Data Sources
Tecton Data Sources are used to declare Tecton's connection to your data. Data Sources can be read to create features with a Feature View.
The Data Source abstraction simplifies your feature definitions by:
- Providing a consistent data source interface that isolates modeling logic from the implementation details of any specific data source.
- Merge stream and batch data sources to consistently supply online and historical data to Streaming Feature Views.

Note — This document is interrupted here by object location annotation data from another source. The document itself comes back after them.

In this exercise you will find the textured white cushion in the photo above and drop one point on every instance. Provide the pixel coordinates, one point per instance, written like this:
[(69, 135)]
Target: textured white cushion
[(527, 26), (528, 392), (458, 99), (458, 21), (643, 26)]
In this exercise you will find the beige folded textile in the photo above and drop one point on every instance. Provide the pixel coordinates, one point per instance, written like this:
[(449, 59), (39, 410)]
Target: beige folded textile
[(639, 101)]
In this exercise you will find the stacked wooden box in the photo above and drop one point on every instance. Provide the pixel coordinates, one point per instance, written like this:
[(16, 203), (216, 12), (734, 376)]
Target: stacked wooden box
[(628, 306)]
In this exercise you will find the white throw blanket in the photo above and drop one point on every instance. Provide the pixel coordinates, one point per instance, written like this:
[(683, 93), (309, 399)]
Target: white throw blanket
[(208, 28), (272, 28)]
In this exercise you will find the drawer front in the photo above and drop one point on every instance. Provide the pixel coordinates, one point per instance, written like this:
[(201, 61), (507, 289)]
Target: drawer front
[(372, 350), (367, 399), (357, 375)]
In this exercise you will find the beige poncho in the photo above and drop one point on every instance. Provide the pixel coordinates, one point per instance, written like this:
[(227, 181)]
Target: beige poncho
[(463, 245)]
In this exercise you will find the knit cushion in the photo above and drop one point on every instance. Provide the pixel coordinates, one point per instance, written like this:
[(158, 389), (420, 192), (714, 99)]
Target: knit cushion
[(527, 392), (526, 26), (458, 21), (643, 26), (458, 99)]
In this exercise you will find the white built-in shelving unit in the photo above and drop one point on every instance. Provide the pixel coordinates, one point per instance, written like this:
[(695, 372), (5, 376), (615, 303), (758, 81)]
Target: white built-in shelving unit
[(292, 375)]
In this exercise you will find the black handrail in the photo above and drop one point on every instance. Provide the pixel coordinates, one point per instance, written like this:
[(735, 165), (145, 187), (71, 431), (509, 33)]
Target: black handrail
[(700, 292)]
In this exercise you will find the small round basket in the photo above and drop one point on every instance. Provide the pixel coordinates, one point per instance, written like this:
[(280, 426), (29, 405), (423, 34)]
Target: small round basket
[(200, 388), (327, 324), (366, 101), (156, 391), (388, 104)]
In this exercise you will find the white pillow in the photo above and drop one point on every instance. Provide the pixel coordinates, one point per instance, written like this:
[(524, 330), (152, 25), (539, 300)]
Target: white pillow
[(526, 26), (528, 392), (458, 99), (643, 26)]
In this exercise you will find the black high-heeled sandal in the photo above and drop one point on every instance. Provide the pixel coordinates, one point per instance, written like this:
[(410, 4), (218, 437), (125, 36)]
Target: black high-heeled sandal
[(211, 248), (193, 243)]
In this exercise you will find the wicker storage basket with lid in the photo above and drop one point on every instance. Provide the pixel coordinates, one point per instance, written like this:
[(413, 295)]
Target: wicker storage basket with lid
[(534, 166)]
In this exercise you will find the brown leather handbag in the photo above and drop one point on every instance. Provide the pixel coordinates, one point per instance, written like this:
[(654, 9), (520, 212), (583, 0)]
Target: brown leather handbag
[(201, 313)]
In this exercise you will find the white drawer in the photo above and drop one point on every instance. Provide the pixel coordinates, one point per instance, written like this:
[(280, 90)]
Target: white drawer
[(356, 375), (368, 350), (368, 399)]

There are two types of Data Sources:
BatchSource
: Configures the connection to exactly one batch data source, such as a Hive table, data warehouse table, or a file.StreamSource
: Configures the connection to one stream data source (such as a Kafka Topic or a Kinesis Stream). A stream source must be "backed" by a historical event log in a batch source.
Batch Sources
A BatchSource
is required to create features from your data with a BatchFeatureView
. When calculating feature values, Tecton will read data from the data source defined by BatchSource
.
BatchSource
may optionally contain a timestamp column representing the time of each record. Values in the timestamp column must be one of the following formats:
- A native TimestampType object.
- A string representing a timestamp that can be parsed by default Spark SQL
yyyy-MM-dd'T'hh:mm:ss.SSS'Z'
- A customized string representing a timestamp, for which you can provide a custom timestamp_format to parse the string. The format has to follow this guideline
Defining a BatchSource
-
Create a configuration that is specific to your data source. Tecton currently supports:
FileConfig
: Single-file data source (such as a file on S3)HiveConfig
: Hive (or Glue) TableRedshiftConfig
: Redshift Table or QuerySnowflakeConfig
: Snowflake Table or Query
Note
Tecton on Snowflake only supports
SnowflakeConfig
.The complete list of configurations can be found in API Reference.
-
Define a
BatchSource
that references the configuration defined in the previous step:name
: A unique identifier for the batch source. For example,"click_event_log"
.batch_config
: The configuration created in the step above.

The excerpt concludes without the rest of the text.